LA Left atrial; LAVI left atrial volume index; IVSd interventricular septum thickness (diastole); LVPWd left ventricular posterior wall thickness (diastole); LVEDD left ventricular end-diastolic dimension; LVESD left ventricular end-systolic dimension; LVEF left ventricular ejection fraction; LVMI left ventricular mass index; E peak early phase filling velocity; A peak atrial phase filling velocity; DET deceleration time; Em peak early wave velocity. Twist is defined as the instantaneous left ventricular peak systolic twist. The peak untwisting velocity is the peak diastolic de-rotation velocity. GLS Global longitudinal strain; GCS global circumferential strain; GLSR global longitudinal strain rate (early and late diastole); GCSR global circumferential strain rate (early and late diastole)

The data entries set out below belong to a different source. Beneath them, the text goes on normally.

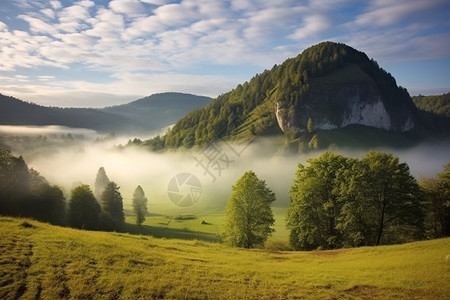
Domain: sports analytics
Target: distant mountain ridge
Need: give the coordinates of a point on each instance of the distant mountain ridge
(140, 116)
(329, 86)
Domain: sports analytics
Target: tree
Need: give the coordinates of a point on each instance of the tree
(314, 208)
(338, 201)
(101, 181)
(112, 204)
(139, 205)
(437, 203)
(248, 215)
(84, 209)
(382, 201)
(309, 125)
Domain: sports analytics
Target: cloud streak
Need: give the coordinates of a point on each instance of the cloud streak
(198, 38)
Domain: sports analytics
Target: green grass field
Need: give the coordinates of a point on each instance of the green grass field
(40, 261)
(205, 227)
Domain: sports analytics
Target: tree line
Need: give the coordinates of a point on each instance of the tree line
(338, 202)
(335, 202)
(25, 193)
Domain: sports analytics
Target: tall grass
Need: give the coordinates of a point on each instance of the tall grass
(40, 261)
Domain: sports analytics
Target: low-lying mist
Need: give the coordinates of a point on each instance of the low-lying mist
(217, 167)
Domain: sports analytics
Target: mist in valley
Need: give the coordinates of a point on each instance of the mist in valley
(70, 163)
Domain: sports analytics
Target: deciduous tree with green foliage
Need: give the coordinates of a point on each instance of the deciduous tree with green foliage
(112, 204)
(139, 205)
(381, 201)
(314, 209)
(337, 201)
(437, 203)
(248, 216)
(84, 209)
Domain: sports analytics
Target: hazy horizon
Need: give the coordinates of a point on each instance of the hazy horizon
(101, 53)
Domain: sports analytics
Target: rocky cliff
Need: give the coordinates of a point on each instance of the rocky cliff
(349, 104)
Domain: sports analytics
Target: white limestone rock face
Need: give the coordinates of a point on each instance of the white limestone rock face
(359, 104)
(368, 114)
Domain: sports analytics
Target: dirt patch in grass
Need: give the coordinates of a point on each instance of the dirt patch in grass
(373, 292)
(327, 252)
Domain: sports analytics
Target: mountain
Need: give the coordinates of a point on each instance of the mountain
(140, 116)
(439, 105)
(329, 86)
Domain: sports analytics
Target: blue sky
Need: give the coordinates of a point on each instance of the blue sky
(101, 53)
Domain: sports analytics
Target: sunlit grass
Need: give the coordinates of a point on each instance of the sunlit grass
(52, 262)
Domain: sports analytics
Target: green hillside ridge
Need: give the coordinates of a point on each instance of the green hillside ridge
(307, 87)
(314, 85)
(437, 104)
(140, 116)
(41, 261)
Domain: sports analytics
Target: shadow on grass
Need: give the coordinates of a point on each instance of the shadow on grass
(172, 233)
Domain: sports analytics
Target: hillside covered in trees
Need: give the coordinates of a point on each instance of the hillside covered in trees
(140, 116)
(330, 85)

aStandard error of the difference

Predictors for response

No association was found between the clinical characteristics, conventional echocardiographic and speckle tracking parameters which could predict response.

Discussion

The aim of this study was to assess if RDN resulted in functional and structural cardiac changes as assessed using both conventional 2D echocardiography and 2D STE. A secondary objective was to assess any differences in these parameters between responders and non-responders. We observed a significant difference in blood pressure and heart rate at 6 months post procedure. Echocardiographically, at 6 months, a significant difference was noted in LVPWd and A-wave velocity. Additionally, STE demonstrated a significant difference in peak untwisting velocity.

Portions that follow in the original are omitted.